The rebels say 21 Tiger suicide fighters were killed in Monday's pre-dawn assault.

Fourteen military personnel were killed, and the government today said eight aircraft, including helicopters, a spy plane and training aircraft were destroyed -- far more damage than the military initially reported.

Witnesses said the tractor trailers, used normally to collect garbage, were accompanied by military personnel and stopped for several minutes at a junction where a crowd of dozens of people had gathered in the rain as word of the trip to the mortuary got around.

The hospital mortuary, where the bodies were being taken, was just 100 metres away. There was no traffic.

''The bodies were taken from the camp to the mortuary. One tractor trailer contained naked bodies, bodies in the other were in plastic bags,'' said a journalist known to Reuters who was at the scene and asked to remain unnamed for fear of retribution.

''I came to a spot along the route where people had congregated to wait for the bodies, and the tractors then came and stopped so the crowd could look,'' the journalist added.

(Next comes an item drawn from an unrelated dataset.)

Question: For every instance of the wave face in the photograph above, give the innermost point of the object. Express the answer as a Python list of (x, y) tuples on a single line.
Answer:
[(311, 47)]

Another journalist witness said: ''There were some civilians and other journalists about 500 metres from the mortuary. Two tractors came, one with naked bodies and (the) other with black plastic bags. I presume those are the blown up bodies of suicide cadres.'' Monday's attack in the north, where renewed civil war is now concentrated after troops captured swathes of Tiger territory in the east of the island, comes after a series of clashes that have killed around 5,000 people since early 2006.

Nearly 70,000 people have been killed since the war began in 1983, and while the military has had the upper hand in recent months, analysts see no clear winner on the horizon and say the conflict could rumble on for years.